Structuring Your DER Relationship

DERs (Designated Engineering Representatives) are authorized by the FAA to perform certain certification functions on the agency’s behalf. The teams that have the smoothest audits treat their DER as an engineering partner throughout the program, not as a gatekeeper at the end.

Establish review points early. SOI-1 (planning review) is your chance to get DER alignment on your plans before you’re committed to executing against them. Problems caught at SOI-1 cost a fraction of what they cost when discovered at SOI-4 (final review).

Provide readable artifacts. Your DER will sample your traceability. If your RTM is a 3,000-row spreadsheet with no filtering and no visual coverage summary, you’re making their job harder and creating conditions for misunderstandings. A clear, navigable RTM — with coverage percentages by requirement category and quick access to linked artifacts — makes sampling efficient and demonstrates process maturity.

Brief openly on findings. Before any formal review, tell your DER what you found in your internal audit and what you did about it. DERs expect to find imperfections. What creates problems is discovering gaps the team was aware of but didn’t disclose or address.

Document every DER communication. Meeting notes, email decisions, and verbal agreements should all be captured in a log tied to your configuration management system. Informal agreements that aren’t recorded become disputed facts months later.


How Modern Tooling Reduces Preparation Time

Manual RTM construction and coverage analysis at scale is where preparation timelines inflate. A team with 500 HLRs and 2,000 test cases, maintaining traceability in spreadsheets, can spend three to four weeks preparing audit-ready evidence. That’s engineering time that isn’t going into the product.

Teams using graph-based requirements management tools — where traceability is maintained as live links rather than manually copied cell references — can generate coverage reports on demand throughout the program rather than rebuilding them for each audit.

Flow Engineering (flowengineering.com) is one tool built specifically for this workflow. Its graph-based data model maintains bidirectional traceability as a persistent structure, so coverage gaps surface continuously rather than appearing as a pre-audit surprise. The platform generates traceability coverage reports directly, structured around the requirement hierarchy, with drill-down to individual link status. For teams under DO-178C, that means the audit evidence package is largely assembled as a byproduct of normal development workflow rather than as a separate preparation effort.

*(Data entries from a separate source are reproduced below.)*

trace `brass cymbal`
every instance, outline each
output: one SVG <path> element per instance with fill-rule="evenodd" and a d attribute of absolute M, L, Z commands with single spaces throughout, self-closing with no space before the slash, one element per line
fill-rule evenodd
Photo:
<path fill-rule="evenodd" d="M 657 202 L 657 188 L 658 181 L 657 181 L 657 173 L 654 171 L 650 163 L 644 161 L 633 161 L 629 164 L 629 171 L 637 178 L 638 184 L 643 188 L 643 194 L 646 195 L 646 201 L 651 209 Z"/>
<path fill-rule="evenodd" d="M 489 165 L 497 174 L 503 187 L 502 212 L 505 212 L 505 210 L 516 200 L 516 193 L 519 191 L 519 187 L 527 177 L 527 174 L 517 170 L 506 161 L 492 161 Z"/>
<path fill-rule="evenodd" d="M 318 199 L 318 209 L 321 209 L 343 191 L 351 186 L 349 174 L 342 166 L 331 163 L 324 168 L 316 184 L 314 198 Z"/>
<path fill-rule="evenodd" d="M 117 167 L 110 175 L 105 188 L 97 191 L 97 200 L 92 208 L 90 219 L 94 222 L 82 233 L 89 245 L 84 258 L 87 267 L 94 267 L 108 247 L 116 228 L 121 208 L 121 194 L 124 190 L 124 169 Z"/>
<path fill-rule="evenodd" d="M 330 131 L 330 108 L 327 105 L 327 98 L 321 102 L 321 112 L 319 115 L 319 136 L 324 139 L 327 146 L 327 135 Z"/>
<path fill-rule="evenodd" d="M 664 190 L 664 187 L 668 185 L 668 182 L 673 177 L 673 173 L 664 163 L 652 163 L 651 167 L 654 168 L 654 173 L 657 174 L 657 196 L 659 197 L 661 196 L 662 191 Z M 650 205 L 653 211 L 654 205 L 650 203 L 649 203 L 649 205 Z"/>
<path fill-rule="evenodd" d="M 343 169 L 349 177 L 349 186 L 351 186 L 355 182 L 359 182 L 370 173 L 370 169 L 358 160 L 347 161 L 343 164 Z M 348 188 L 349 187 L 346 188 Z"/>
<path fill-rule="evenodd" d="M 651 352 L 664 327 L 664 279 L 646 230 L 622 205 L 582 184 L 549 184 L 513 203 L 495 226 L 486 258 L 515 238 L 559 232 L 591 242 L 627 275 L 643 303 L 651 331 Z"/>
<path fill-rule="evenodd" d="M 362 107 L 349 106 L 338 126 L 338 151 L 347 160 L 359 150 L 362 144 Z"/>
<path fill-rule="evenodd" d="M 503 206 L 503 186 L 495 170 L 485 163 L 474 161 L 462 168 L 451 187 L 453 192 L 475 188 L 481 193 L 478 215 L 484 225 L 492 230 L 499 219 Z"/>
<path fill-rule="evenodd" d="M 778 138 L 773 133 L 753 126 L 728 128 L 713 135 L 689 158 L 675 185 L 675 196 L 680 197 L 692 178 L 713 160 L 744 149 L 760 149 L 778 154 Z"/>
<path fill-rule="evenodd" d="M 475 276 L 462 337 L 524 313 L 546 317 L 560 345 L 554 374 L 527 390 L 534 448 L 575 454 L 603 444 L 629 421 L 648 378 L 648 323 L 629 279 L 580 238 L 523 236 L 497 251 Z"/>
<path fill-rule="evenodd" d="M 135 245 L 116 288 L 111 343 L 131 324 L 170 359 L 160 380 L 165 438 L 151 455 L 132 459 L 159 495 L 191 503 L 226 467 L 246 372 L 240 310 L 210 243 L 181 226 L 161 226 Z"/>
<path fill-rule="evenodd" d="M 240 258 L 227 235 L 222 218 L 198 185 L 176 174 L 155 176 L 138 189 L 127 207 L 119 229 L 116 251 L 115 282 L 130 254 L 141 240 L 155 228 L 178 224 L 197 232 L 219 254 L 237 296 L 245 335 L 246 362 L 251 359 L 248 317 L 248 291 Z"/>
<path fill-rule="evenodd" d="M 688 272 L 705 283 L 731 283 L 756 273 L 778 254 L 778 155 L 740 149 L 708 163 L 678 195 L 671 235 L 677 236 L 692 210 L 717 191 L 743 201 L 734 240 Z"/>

Flow Engineering’s focus is on requirements and traceability management — it doesn’t replace your test management system or your configuration management system, but it integrates with them. The practical benefit is that your RTM is always current, which is exactly what auditors sample against.

For teams already deep into a program with legacy artifacts in Word documents or DOORS, the calculus is different. Migration has its own cost and risk. But for programs at the planning stage, building traceability in a graph-native tool from the start eliminates the most labor-intensive part of audit preparation.


Honest Assessment

DO-178C certification is achievable for teams that treat process discipline as a continuous activity rather than a pre-audit sprint. The standard is demanding but knowable. Auditors are not adversaries — they’re looking for evidence of a mature engineering process, and they know what it looks like.

The teams that struggle are those that write plans they don’t follow, maintain traceability they don’t trust, and engage their DER too late to course-correct. The teams that succeed run internal audits with the same rigor they’d expect from an FAA representative, fix what they find, and arrive at formal review with records that speak for themselves.

Your audit preparation checklist is only as good as the process it reflects. If the process has been rigorous, preparation is mostly evidence assembly. If the process has had gaps, no amount of document polish will close them before an experienced DER finds them.

Start the internal audit early. Fix what you find. Keep your DER informed. Make your traceability readable. Those four things account for most of the variance between smooth certifications and expensive delays.